CAT | counterfeit
7 Comments · Posted by Bob Brill in acquired distinctiveness Section 2(f), assertion of use Section 1(a), business sense, copyrights, counterfeit, design patent, design trademark, family of trademarks, trade secrets, utility patent, word trademark
Trademarks are source identifiers, as in branding. Utility Patents and Trade Secrets protect ideas. Design Patents cover ornamental designs for functional items. Copyrights protect expressions of ideas. A same object can be protected by one or more of these intellectual property “buckets.”

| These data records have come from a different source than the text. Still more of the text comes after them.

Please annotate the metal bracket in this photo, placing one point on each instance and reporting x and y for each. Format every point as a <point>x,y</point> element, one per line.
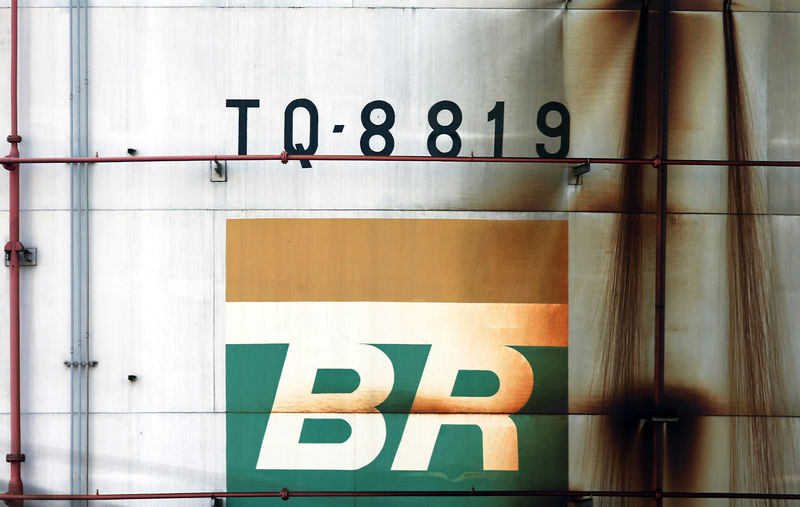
<point>27,257</point>
<point>74,364</point>
<point>219,170</point>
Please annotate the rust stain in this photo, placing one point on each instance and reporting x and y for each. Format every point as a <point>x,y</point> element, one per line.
<point>756,342</point>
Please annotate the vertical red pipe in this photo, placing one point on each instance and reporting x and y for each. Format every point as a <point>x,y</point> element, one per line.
<point>15,457</point>
<point>661,260</point>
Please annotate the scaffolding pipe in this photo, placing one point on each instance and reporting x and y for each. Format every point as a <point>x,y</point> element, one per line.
<point>285,494</point>
<point>12,249</point>
<point>661,259</point>
<point>286,157</point>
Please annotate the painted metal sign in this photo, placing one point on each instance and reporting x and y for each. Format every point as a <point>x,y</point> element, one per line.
<point>367,354</point>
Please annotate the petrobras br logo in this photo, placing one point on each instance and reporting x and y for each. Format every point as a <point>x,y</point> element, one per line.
<point>409,353</point>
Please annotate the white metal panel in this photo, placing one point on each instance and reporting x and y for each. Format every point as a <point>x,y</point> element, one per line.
<point>45,442</point>
<point>151,311</point>
<point>158,452</point>
<point>43,104</point>
<point>163,90</point>
<point>44,315</point>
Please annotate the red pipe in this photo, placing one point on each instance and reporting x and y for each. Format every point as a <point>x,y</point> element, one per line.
<point>13,247</point>
<point>656,161</point>
<point>286,494</point>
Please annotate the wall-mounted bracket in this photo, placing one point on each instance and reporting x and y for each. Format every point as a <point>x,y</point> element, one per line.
<point>577,172</point>
<point>75,364</point>
<point>219,170</point>
<point>27,257</point>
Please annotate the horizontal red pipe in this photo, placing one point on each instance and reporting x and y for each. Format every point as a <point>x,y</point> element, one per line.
<point>352,158</point>
<point>400,158</point>
<point>290,494</point>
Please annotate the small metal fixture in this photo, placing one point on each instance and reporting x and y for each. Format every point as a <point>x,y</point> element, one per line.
<point>27,257</point>
<point>75,364</point>
<point>578,171</point>
<point>219,170</point>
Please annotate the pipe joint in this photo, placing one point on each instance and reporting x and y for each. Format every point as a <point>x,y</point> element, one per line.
<point>14,247</point>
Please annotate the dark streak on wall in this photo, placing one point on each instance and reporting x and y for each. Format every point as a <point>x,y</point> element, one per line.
<point>756,344</point>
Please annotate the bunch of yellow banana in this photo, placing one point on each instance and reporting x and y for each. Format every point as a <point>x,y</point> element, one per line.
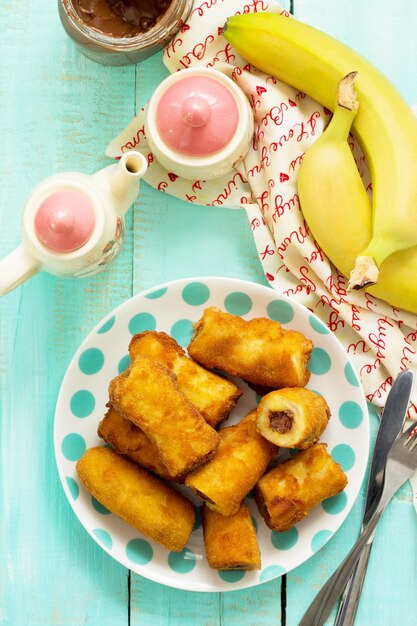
<point>381,238</point>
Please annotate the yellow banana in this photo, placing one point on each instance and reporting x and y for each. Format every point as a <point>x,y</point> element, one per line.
<point>338,209</point>
<point>385,126</point>
<point>332,196</point>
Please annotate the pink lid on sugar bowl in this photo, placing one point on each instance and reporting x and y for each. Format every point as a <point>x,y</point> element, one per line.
<point>65,220</point>
<point>199,124</point>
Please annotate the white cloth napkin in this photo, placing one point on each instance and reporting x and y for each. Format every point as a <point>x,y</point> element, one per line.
<point>381,340</point>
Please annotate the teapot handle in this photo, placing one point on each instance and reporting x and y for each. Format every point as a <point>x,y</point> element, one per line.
<point>17,267</point>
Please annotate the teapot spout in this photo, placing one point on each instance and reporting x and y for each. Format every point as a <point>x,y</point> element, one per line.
<point>124,179</point>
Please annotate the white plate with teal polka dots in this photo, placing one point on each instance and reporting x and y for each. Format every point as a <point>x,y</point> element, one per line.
<point>173,308</point>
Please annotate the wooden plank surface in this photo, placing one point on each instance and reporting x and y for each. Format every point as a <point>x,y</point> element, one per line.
<point>58,112</point>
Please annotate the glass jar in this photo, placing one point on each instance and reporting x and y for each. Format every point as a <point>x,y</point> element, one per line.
<point>111,50</point>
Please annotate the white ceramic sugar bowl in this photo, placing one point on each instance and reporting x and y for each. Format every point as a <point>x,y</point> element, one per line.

So long as use continues and the remaining requirements are met, trademarks have no expiration date, unlike patents and copyrights. Wouldn’t it be great to take an aesthetically-pleasing design implementation among a variety of available structures, and run it under trademark protection?
Among the staples of working knowledge is Apple has products marketed under a family of iPod® trademarks. The innards of a sample one of these trademarks are that it is a Word Mark “IPOD” on the goods: “Portable and handheld digital electronic devices for recording, organizing, transmitting, manipulating, and reviewing text, data, and audio files; computer software for use in organizing, transmitting, manipulating, and reviewing text, data, and audio files on portable and handheld digital electronic devices.” The current basis of the mark is an assertion of use under Section 1(a) (15 U.S.C. §1051(a)). Sure, the meteoric sales are great, though the mechanics of registering the mark were unsurprising, leading to successful Trademark Registration Number 3089360 on May 9, 2006.
Black Raspberry Chip
How about that shape? Wanna knockoff, bought from the product display counter of a peddler’s inner coat lining? Hey, Apple contributed tasteful selection to the design. Patents are also part of the protection strategy, though the additional snap deterrence against aesthetic theft would be beneficial. Check out this trademark:
Apple originally filed the trademark application on July 10, 2006 as an assertion of use under Section 1(a) (15 U.S.C. §1051(a)) and then switched the basis to acquired distinctiveness under Section 2(f) (15 U.S.C. §1052(f)) upon review of remarks from the Trademark Examining Attorney.
Apple’s original application described the trademark as follows: “The mark consists of the design of a portable and handheld digital electronic media device. The matter shown in broken lines, indicating the location of device connectors, is not part of the mark.” In addition, Apple’s original application described the goods as follows: “Portable and handheld digital electronic devices for recording, organizing, transmitting, manipulating, and reviewing text, data, image, and audio files.”
Digesting the Trademark Examining Attorney’s feedback, Apple amended the description of the mark to further detail the device as “comprised of a rectangular casing displaying circular and rectangular shapes therein arranged in an aesthetically pleasing manner.” Keeping its silo intact for pursuit of trademark protection, Apple strove to distance its intended design mark from the notion of functionality, in contrast to patenting:
Although Applicant disagrees with the Examining Attorney’s conclusion that Applicant’s rectangular video screen design is functional, Applicant nevertheless enters the following disclaimer:
“No claim is made to the exclusive right to use ‘a rectangular shape for a video screen’ apart from the mark as shown.”
Since the Trademark Examining Attorney had found no conflicting marks, Apple seized the opportunity to advance its cause by loading in evidence of acquired distinctiveness of the design mark. For example, the submitted Declarations of customers included statements such as:
For me, Apple’s distinctive clean and modern design distinguishes Apple’s goods from its competitors.
I am not aware of any competitors of Apple in the digital device market that use similarly arranged design elements in uncluttered arrangements similar to those of Apple’s iPod products.
In short order upon review of Apple’s responsive filing, the Trademark Examining Attorney approved Apple’s design mark for Publication on the Principal Register, following the usual Publication for Opposition, leading to successful Trademark Registration Number 3365816 on January 8, 2008.